For most of my life, I have been adamant about being independent. Since I was old enough to walk, I refused to hold my parent’s hands at the crosswalk. I cringed at every comparison made between my mother and I – our similar facial structures or dark hair. I was so determined to form my own identity that we butt heads a lot throughout my teenage years. I felt disconnected from her, leading me to conceal my true self from her and allowing only pieces to be revealed. Yet, with time, I’ve noticed subtle mannerisms and gestures that echo my mother’s. I’m slowly discovering fragments of her in myself, despite my resistance throughout my childhood and teenage years. She appears in little actions; the way my style in clothing is similar to hers when she was my age, or the way we care for others as if they are our own family. Despite my resistance, they serve as poignant reminders of our shared connection. I am confronted with the idea that even though I am my own person, my identity is forever linked to hers, and like DNA, woven into the fabric of who I am. 

As I evolve and grow as a young woman, I often feel lost in my identity., That I have to “perform” – as a daughter, sister, or granddaughter, each role with its own responsibilities and expectations. That I have to serve as a source of support and act appropriately to conform to a social expectation, often at the cost of my desires and opinions. The pressure of forging my own identity while clinging to the expectations of familial roles has pulled me in opposing directions; torn between duty and desire. 

I do not think there is an end to truly “finding yourself”. Through Dear, I am opening up dialogue between myself and the viewer as I navigate the complexities of self-discovery and the echoes of lineage.

Abby Barrett


Abby Barrett is an emerging fashion and portrait photographer based in Toronto.
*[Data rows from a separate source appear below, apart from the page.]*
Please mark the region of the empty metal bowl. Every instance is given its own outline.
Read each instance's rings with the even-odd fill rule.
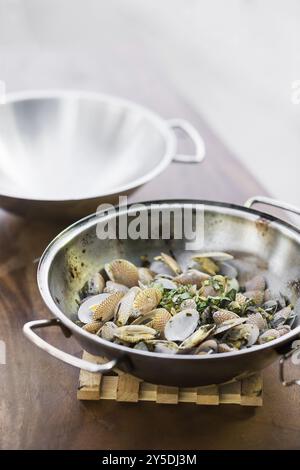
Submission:
[[[174,129],[194,142],[176,155]],[[204,144],[181,119],[89,92],[22,92],[0,105],[0,206],[79,217],[150,181],[171,160],[200,162]]]

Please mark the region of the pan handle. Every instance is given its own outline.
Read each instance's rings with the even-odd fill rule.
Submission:
[[[23,333],[32,343],[34,343],[36,346],[43,349],[47,353],[51,354],[51,356],[54,356],[57,359],[60,359],[61,361],[66,362],[67,364],[70,364],[71,366],[75,366],[75,367],[78,367],[79,369],[87,370],[88,372],[100,372],[100,373],[109,372],[114,367],[116,367],[117,363],[119,362],[118,359],[112,359],[106,364],[94,364],[92,362],[79,359],[76,356],[72,356],[71,354],[65,353],[64,351],[61,351],[60,349],[55,348],[51,344],[47,343],[47,341],[40,338],[36,333],[34,333],[34,330],[38,328],[47,328],[48,326],[60,326],[63,329],[63,331],[66,328],[57,319],[36,320],[36,321],[30,321],[28,323],[25,323],[25,325],[23,326]],[[68,334],[68,336],[70,336],[70,333]]]
[[[254,204],[266,204],[267,206],[271,207],[278,207],[278,209],[283,209],[288,212],[292,212],[293,214],[300,215],[300,209],[296,206],[288,204],[286,202],[276,201],[276,199],[271,199],[270,197],[265,196],[254,196],[248,199],[245,202],[245,207],[252,207]]]
[[[281,356],[279,361],[279,377],[282,385],[284,387],[290,387],[291,385],[300,385],[300,378],[299,379],[292,379],[286,380],[285,378],[285,371],[284,371],[284,364],[285,362],[292,358],[292,362],[296,365],[300,365],[300,341],[296,340],[292,344],[292,349]]]
[[[169,127],[174,131],[181,130],[191,139],[195,145],[194,155],[177,154],[173,158],[174,162],[180,163],[200,163],[205,157],[205,144],[197,129],[184,119],[170,119],[167,121]]]

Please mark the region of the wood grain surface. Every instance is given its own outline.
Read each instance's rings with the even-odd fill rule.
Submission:
[[[202,165],[172,164],[131,201],[192,197],[243,203],[264,193],[180,98],[170,106],[165,103],[162,112],[187,118],[199,129],[207,159]],[[0,339],[7,348],[7,363],[0,365],[2,449],[300,448],[300,390],[281,386],[277,363],[264,373],[264,406],[259,409],[78,401],[79,371],[37,349],[22,334],[26,321],[51,316],[36,285],[37,259],[63,226],[0,215]],[[56,346],[82,354],[75,340],[58,329],[42,334]]]

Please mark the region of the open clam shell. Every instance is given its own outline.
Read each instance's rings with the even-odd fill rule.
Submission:
[[[150,351],[160,354],[176,354],[178,352],[178,345],[173,341],[152,339],[147,341],[147,346]]]
[[[123,292],[108,294],[108,297],[93,309],[93,320],[103,322],[111,320],[114,316],[115,308],[123,296]]]
[[[186,272],[174,277],[174,281],[178,284],[188,285],[193,284],[201,287],[202,282],[210,279],[210,275],[198,271],[197,269],[188,269]]]
[[[124,294],[126,294],[128,291],[129,287],[114,281],[107,281],[106,286],[104,288],[104,292],[108,294],[113,294],[114,292],[123,292]]]
[[[141,292],[139,287],[131,287],[127,294],[125,294],[119,301],[115,313],[117,326],[126,325],[128,322],[128,319],[132,314],[134,300],[139,292]]]
[[[162,298],[162,292],[157,287],[141,290],[134,299],[132,306],[133,316],[144,315],[154,310]]]
[[[241,325],[241,323],[244,323],[246,320],[247,318],[236,318],[232,320],[225,320],[215,329],[214,335],[225,333],[226,331],[231,330],[231,328]]]
[[[92,307],[96,307],[109,297],[110,294],[93,295],[86,299],[79,307],[78,318],[82,323],[91,323],[93,321],[94,312]]]
[[[154,259],[155,261],[163,262],[168,267],[168,269],[174,274],[181,273],[181,267],[172,256],[167,255],[166,253],[161,253],[160,256],[156,256]]]
[[[126,325],[119,326],[114,336],[125,343],[139,343],[140,341],[148,341],[154,339],[156,331],[145,325]]]
[[[225,309],[217,310],[212,316],[216,325],[221,325],[227,320],[236,320],[237,318],[240,318],[236,313]]]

She is completing a Bachelor in Fine Arts at Toronto Metropolitan University, specializing in Photographic studies. Her work often explores themes of identity, memory and the human form through natural environments and intimate spaces. She enjoys seamlessly intertwining studio portraits with immersive fieldwork to capture timeless portraits and the unique beauty of individuals. 

Having grown up in Stirling, Ontario, a small rural town, Abby brings a special authenticity to her work, infusing her images with genuine warmth and relatability. Her creative prowess, honed through years of exploration and experimentation, enables her to craft a visual ambience beyond the ordinary, resonating with individuality and self-expression.